Sensors in cyber-physical systems often capture interconnected processes and thus emit correlated time series (CTS), the forecasting of which enables important applications. The key to successful CTS forecasting is to uncover the temporal dynamics of time series and the spatial correlations among time series. Deep learning-based solutions exhibit impressive performance at discerning these aspects. In particular, automated CTS forecasting, where the design of an optimal deep learning architecture is automated, enables forecasting accuracy that surpasses what has been achieved by manual approaches. However, automated CTS solutions remain in their infancy and are only able to find optimal architectures for predefined hyperparameters and scale poorly to large-scale CTS. To overcome these limitations, we propose SEARCH, a joint, scalable framework, to automatically devise effective CTS forecasting models.
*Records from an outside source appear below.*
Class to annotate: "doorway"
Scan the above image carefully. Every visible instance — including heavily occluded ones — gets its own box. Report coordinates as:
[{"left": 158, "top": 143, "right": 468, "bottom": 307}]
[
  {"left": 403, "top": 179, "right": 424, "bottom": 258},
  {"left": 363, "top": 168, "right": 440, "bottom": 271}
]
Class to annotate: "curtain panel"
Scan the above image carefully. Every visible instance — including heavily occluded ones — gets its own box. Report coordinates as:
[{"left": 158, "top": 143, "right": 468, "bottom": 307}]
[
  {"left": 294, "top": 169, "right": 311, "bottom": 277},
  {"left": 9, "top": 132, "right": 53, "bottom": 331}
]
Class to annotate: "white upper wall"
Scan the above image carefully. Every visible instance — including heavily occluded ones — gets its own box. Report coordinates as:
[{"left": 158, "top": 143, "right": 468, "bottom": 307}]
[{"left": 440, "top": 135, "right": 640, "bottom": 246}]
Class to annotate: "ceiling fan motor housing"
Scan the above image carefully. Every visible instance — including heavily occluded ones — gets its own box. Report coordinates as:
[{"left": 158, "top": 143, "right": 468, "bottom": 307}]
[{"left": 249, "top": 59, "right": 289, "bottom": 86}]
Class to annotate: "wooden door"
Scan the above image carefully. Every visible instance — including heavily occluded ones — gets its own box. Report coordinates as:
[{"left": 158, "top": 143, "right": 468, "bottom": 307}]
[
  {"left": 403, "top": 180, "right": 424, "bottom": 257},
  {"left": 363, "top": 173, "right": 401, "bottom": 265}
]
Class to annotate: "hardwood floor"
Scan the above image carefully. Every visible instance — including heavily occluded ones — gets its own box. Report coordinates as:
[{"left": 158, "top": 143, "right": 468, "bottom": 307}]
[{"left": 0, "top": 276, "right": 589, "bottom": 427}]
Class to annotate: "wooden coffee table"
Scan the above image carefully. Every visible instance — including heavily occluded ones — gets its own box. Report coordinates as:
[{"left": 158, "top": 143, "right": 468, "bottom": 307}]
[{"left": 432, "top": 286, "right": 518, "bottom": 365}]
Specifically, we encode each candidate architecture and accompanying hyperparameters into a joint graph representation. We introduce an efficient Architecture-Hyperparameter Comparator (AHC) to rank all architecture-hyperparameter pairs, and we then further evaluate the top-ranked pairs to select a final result. Extensive experiments on six benchmark datasets demonstrate that SEARCH not only eliminates manual efforts but also is capable of better performance than manually designed and existing automatically designed CTS models. In addition, it shows excellent scalability to large CTS.

翻译：信息物理系统中的传感器通常捕捉相互关联的过程，从而生成相关时间序列（CTS），对其预测可实现重要应用。成功预测CTS的关键在于揭示时间序列的时间动态特性以及不同时间序列间的空间相关性。基于深度学习的解决方案在识别这些方面展现出卓越性能。特别地，自动化CTS预测通过自动设计最优深度学习架构，实现了超越人工方法的预测精度。然而，当前自动化CTS解决方案仍处于初级阶段，仅能针对预定义超参数寻找最优架构，且难以扩展到大规模CTS场景。为解决这些局限，我们提出SEARCH——一个可扩展的联合框架，用于自动设计有效的CTS预测模型。具体而言，我们将每个候选架构及其对应超参数编码为联合图表示。我们引入高效的架构-超参数比较器（AHC）对所有架构-超参数对进行排序，随后进一步评估排名靠前的组合以选定最终结果。在六个基准数据集上的广泛实验表明，SEARCH不仅消除了人工设计负担，还能获得优于人工设计及现有自动设计CTS模型的性能。此外，该框架对大规模CTS展现出卓越的可扩展性。